Evangelischer Kirchenkreis Lübbecke

Worte der Besinnung für den 12. Oktober 2019

Wo ist Gott?
Kinder stellen solche Fragen ohne große Scheu und sie sind zufrieden, wenn man ihnen sagt im Himmel. Erwachsene stellen solche Fragen meistens, wenn sie schlimmes erfahren haben, wenn Kummer sie klein macht oder Krankheit eines An-gehörigen sie beunruhigt. Wo ist Gott?

Wo ist Gott, das fragte mich in der vergangenen Woche ein Patient, der mir erklärte: Ich glaube nur, was ich sehe. Es war anstrengend für mich und ich fühlte mich etwas verloren, blieb aber trotzdem. Es gab kein Überzeugen, aber ich war da. Und ich bin geblieben.

Wo ist Gott?

Carlo Levi, der bekannte italienische Schriftsteller schrieb in den 30er Jahren eine hoch dekorierte Autobiographie mit dem Titel: Christus kam nur bis Eboli. Darin geht es um einen Arzt, der wegen politischer Aktivitäten in die Verbannung geschickt wurde, in die Nähe von Montera, eine Gegend von denen auch die Einwohner sagen, dass Gott nicht bis hier her gekommen sei.
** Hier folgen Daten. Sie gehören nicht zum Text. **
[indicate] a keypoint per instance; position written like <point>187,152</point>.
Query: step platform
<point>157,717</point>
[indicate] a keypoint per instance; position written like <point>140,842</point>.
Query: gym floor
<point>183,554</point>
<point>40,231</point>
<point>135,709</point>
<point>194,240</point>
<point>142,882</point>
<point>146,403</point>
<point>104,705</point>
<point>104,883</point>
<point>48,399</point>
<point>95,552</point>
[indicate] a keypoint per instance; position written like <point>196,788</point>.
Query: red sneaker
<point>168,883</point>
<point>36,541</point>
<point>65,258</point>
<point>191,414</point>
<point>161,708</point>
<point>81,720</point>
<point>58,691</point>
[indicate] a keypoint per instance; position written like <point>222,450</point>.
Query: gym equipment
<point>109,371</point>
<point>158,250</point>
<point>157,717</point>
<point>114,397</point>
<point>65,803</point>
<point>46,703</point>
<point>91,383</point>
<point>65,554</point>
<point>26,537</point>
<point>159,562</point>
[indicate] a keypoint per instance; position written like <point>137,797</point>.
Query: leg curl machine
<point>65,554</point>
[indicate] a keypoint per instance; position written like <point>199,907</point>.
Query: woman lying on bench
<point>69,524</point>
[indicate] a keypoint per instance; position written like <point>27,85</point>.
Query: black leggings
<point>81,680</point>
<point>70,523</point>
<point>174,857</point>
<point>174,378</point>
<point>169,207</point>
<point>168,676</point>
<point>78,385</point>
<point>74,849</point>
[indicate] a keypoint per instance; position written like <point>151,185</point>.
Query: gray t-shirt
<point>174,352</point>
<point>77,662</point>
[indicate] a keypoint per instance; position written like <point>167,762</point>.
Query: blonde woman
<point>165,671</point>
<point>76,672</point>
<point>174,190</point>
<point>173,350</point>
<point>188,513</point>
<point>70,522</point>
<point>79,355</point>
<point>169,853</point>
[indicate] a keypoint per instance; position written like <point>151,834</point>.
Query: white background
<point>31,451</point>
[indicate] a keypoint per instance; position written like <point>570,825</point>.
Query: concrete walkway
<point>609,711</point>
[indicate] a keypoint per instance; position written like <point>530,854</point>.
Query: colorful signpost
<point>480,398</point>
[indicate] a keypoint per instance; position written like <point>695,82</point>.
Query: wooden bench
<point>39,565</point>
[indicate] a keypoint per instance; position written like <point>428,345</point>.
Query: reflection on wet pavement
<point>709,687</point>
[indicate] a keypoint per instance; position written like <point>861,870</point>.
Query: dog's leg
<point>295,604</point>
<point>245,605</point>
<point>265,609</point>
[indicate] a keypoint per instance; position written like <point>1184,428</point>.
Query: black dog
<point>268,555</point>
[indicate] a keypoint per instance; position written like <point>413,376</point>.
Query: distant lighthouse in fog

Die Gegend trostlos, die Menschen verachtet und verlebt, arm und dreckig. Mich hat das Buch sehr berührt. Es war eine Geschichte, die mich sehr nachdenklich gemacht hat. Gegen diese trostlose, von Gott und allen guten Geistern verlassenen Geschichte hörte ich in der vergangenen Zeit eine andere Geschichte, eine Geschichte, die für mich zur Mutmachgeschichte wurde.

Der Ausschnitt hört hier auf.